☠️ Da morte do autor à morte do texto
Autores vivíssimos e a literatura como souvenir
Roland Barthes pregou a morte do autor.
O francês prezava pelo leitor. Tanto faz quem escreveu tal conto, poema ou romance. Isso não deveria ser uma preocupação, sequer uma curiosidade. Cabe, isso sim, ao leitor ir ao texto com todo o seu repertório - a vida, as referências culturais, as ideias - para estabelecer o próprio diálogo com aquela literatura.
Falava de um leitor soberano e recusava ver o texto como algo fechado, refém do histórico e das intenções de seu criador.
Barthes se contrapunha ao que enxergava ali pela década de 1960 e chamava de reinado do autor. Esse costume de ir a dados biográficos, entrevistas e revelações íntimas do sujeito para, a partir disso, buscar compreender sua arte e nela projetar o que encontramos na vida do artista. As pinturas de Van Gogh só poderiam mesmo representar a loucura do holandês, por exemplo.
Não preciso dizer que essa linha de interpretação criticada por Barthes continua fazendo bastante sucesso. Raros livros não vêm acompanhados de um punhado de informações biográficas de seu autor e pinceladas de suas motivações, intenções e conexões.
Editoras e escritores investem no atrito ou na confluência entre a figura que escreve e o que encontramos no texto. Muitas vezes, são bem-sucedidos ao orientar nosso olhar para determinada direção. Por mais que a ideia do francês tenha feito sucesso, me parece que o autor jamais morreu.
E hoje, convenhamos, está vivíssimo. Em eventos literários, podcasts, clubes de leitura… leitores estão ávidos por ouvir o que autores têm a dizer sobre o seu próprio trabalho, contar o que pretendem com seus textos, explicar o funcionamento de suas ficções. Faz parte.

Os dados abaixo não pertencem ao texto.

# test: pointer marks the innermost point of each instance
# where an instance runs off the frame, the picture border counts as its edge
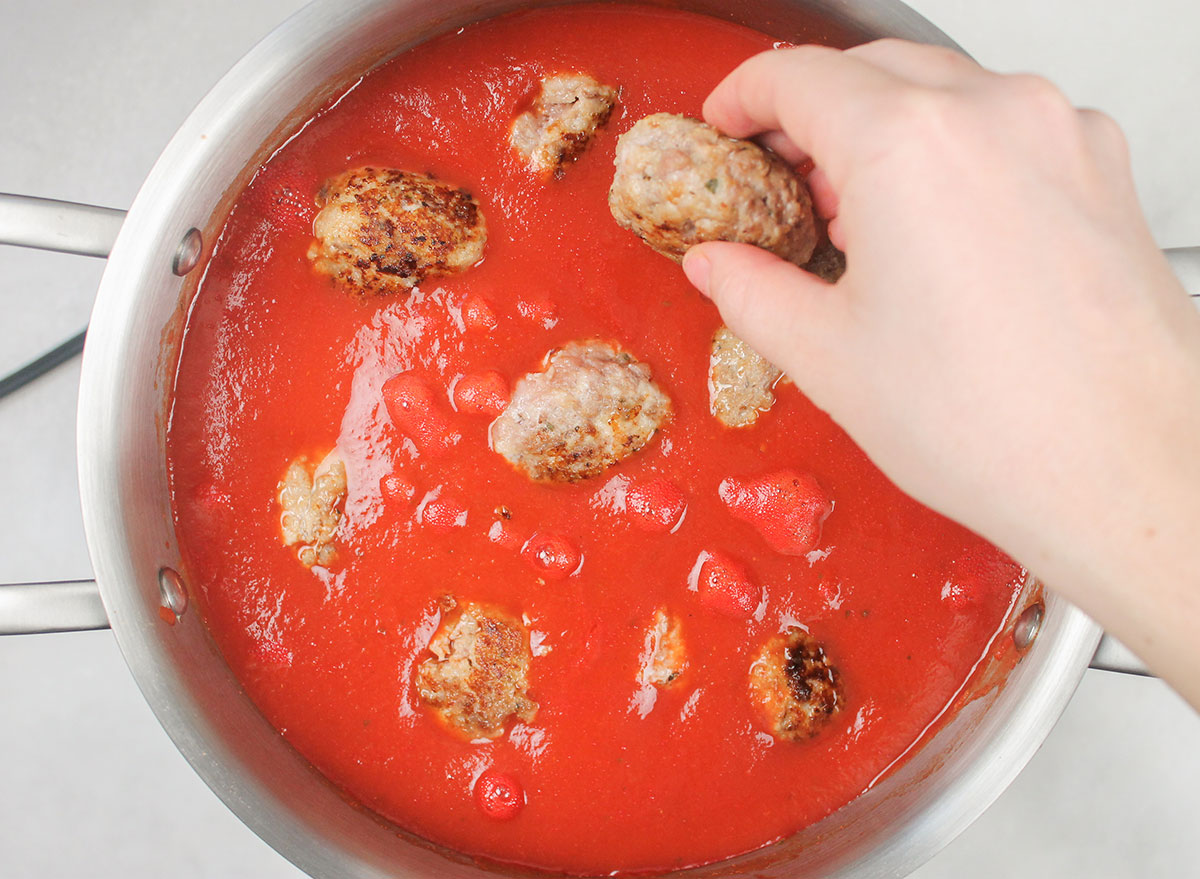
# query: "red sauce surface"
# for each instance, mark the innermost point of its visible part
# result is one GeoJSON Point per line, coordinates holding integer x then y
{"type": "Point", "coordinates": [277, 362]}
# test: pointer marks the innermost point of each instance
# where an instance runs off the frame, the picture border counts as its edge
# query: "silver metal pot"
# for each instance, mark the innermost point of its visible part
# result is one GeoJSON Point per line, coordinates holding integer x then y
{"type": "Point", "coordinates": [126, 377]}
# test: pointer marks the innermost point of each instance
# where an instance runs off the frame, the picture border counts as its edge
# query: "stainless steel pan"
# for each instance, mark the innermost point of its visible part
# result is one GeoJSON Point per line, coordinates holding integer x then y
{"type": "Point", "coordinates": [126, 377]}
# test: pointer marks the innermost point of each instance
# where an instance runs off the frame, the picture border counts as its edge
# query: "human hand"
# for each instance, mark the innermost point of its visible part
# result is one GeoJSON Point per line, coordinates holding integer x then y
{"type": "Point", "coordinates": [1007, 342]}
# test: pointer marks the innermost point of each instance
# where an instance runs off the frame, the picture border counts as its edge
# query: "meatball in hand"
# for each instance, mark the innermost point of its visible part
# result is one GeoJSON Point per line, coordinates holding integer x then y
{"type": "Point", "coordinates": [681, 181]}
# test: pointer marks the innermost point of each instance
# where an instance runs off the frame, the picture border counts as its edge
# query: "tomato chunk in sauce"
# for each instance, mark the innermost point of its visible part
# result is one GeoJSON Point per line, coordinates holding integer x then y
{"type": "Point", "coordinates": [630, 604]}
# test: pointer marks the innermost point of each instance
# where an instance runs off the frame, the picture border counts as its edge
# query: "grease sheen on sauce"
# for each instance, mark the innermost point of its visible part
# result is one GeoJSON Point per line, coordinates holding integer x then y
{"type": "Point", "coordinates": [277, 363]}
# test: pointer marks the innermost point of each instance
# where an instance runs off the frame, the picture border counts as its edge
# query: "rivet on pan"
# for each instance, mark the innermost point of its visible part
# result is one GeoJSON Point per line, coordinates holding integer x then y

O problema é quando descambamos numa espécie de supremacia do autor sobre a própria obra. O autor deixa de ser mais uma voz a prosear a respeito da arte que fez para ser alçado ao posto de sua principal autoridade. Há quem acredite que a palavra final sobre determinado livro deve ser da própria pessoa que o escreveu. É uma cilada.
Não há nada que valide os escritores como melhores intérpretes do que escrevem, muito menos que lhes confira a exclusividade sobre as interpretações, as linhas de leitura possíveis. Muitas vezes, a distância entre a intenção, a execução e a percepção do leitor é tremenda.
Quer recusar a morte do autor? Beleza. Mas a liberdade do leitor deve sempre permanecer, mesmo quando contraria a ânsia do autor controlar os discursos criados a partir do que escreveu. Depois de pronto, o texto pertence ao mundo. Cada um que o intérprete como bem entender, com base em suas próprias referências - ainda que boas argumentações sempre sejam bem-vindas.
Há algum tempo, no entanto, começo a notar mais uma derivação nesse jogo de nuances.
O autor não morreu. Pelo contrário. Está aí, vivíssimo. Tão vivo que às vezes toma uma dimensão maior do que a própria obra.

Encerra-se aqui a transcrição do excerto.